There is a section in the orchestra under the overhang of the balcony where the festival does not sell seats because of the poor sound quality, Spoleto Production Manager Rhys Williams said.
"That experience is not something we want our guests to have," Williams said.
Sound quality is one of the key issues that designers hope to address during the renovation and expansion of the 2,730 seat auditorium. Preliminary plans for the Gaillard call for $96 million of the $142 million project budget to be allocated to the renovation of the performance space.
The city expects private donations to cover half the cost, and the remaining $71 million would come from existing city revenue sources and new borrowing that would not impact taxes. The public financing is yet to be approved.
The auditorium would be all but rebuilt from scratch according to Barbara Vaughn, media relations director for the city of Charleston. Like a house stripped down to its studs, the space will be rebuilt with a brand new seating arrangement that includes tiers of box seats. The number of seats in the house will be reduced to about 1,800, making the auditorium less cavernous and more intimate.
Aubrey Foard, a Spoleto Festival USA Orchestra member, said the sheer size of the hall is one of the problems. Foard is a tuba player who has played in the orchestra for the past four years and has experienced the Gaillard from the perspective of a performer and as an audience member.
"What strikes me most when I'm listening," Foard said, "is how much trouble the sound has getting offstage."
Foard is hardly alone in that assessment, and the problem has been noted for some time. A 1998 review of a Spoleto opera, "Jenufa," by a New York Times critic found that the Gaillard "swallowed orchestral sound." A 1984 review of another Spoleto opera, "The Merry Widow," by The Washington Post found singers on stage had to "adjust their voices to the acoustics" of the large auditorium.

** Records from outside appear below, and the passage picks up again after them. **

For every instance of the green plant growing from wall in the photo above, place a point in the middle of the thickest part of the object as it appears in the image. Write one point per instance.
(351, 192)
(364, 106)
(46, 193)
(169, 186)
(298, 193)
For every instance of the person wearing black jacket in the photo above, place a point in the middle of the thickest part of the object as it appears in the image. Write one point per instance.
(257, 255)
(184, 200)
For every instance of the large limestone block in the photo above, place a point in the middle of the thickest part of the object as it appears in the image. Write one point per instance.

Onstage, Foard has noticed that the hard, non-absorbent surfaces of the auditorium creates what he calls a splashy sound. Since the sound from a tuba travels upward, the ceiling can potentially bounce sound right back down on him.
"When you're pointing at an area of this really hard surface you get a sort of slap-back -- the sound comes back and slaps you," Foard said.

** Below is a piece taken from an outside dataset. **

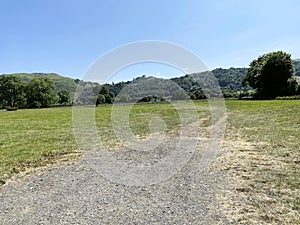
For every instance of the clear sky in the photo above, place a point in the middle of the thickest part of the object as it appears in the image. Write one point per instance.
(67, 36)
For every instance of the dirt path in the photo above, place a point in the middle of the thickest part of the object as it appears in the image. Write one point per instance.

Foard said this type of interference can make it harder to hear across the
orchestra. David Stahl, conductor of the Charleston Symphony Orchestra, agrees.
"When you're a musician on the stage you have a very hard time hearing your colleagues," Stahl said.

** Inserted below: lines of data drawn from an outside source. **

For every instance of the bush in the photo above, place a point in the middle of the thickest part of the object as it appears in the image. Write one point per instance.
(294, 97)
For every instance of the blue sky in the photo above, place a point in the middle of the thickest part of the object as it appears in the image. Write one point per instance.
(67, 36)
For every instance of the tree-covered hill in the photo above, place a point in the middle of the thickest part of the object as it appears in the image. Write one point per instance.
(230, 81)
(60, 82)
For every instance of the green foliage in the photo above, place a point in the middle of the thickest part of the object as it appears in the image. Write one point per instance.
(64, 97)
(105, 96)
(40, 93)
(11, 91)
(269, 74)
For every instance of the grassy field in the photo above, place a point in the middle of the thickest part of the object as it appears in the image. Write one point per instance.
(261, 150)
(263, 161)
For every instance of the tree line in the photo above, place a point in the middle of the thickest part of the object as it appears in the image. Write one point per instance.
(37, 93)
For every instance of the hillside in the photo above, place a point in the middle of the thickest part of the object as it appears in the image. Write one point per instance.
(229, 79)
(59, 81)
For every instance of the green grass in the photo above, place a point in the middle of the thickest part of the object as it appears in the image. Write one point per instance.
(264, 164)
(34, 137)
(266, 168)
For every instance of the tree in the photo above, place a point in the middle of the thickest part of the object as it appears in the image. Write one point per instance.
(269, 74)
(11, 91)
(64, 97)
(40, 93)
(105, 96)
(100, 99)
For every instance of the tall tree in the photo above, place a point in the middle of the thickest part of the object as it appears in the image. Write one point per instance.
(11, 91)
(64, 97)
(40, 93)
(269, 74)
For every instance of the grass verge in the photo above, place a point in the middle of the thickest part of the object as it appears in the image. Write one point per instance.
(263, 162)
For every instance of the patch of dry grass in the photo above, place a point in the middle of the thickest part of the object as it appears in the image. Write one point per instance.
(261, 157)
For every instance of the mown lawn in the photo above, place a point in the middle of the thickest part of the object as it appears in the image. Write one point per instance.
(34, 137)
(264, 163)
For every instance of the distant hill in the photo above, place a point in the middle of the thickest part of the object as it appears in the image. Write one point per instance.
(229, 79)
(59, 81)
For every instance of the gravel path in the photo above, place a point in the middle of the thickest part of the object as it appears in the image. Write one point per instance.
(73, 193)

Stahl believes the Gaillard opened at an important time for the city, and that founder Gian Carlo Menotti would never have chosen Charleston for the Spoleto Festival USA without it, but that the hall also presents "countless problems" with the acoustics.
"In great concert halls, the hall is an instrument itself," Stahl said. "Our orchestra and our community deserve a better place for our performers."
Despite the flaws performers might hear, recording in the space isn't too difficult. Freelance recording engineer Leonard Gibbs has been recording classical concerts at the Gaillard since 1970, capturing music from microphones that hang directly above the first row of seats.
"From a recording point of view the sound is fine," Gibbs said. "The walls are actually correct for what I do."
Despite that, he does find the hall oversized, at least for symphonic music, but notes that the venue debuted in 1968 as a general purpose auditorium that could host large audiences for a wide variety of performance types.
Gibbs points to the same seats in the orchestra section beneath the balcony that Williams maligned as the worst for orchestral concerts.
"The protruding balcony structure above blocks all of the sound," Gibbs said.
After work is complete, the "new" Gaillard should offer better acoustics to every seat in the audience, as well as performers on stage.
Nigel Redden, general director of Spoleto Festival USA, is encouraged by the successful acoustic improvements at the Dock Street Theatre, and has high hopes for the renovated Galliard.
"The Dock has raised the bar for the Galliard, no doubt," Redden said.
The projected timetable calls for construction to begin in August 2012 and the renovation and expansion to be finished in September 2014. The public can view renderings and a model of the proposed project on display at the Charleston Civic Design Center at 85 Calhoun St. from 9 a.m. to 5 p.m., Monday through Friday.
Charleston City Council is scheduled to see plans for the renovation at Tuesday's meeting.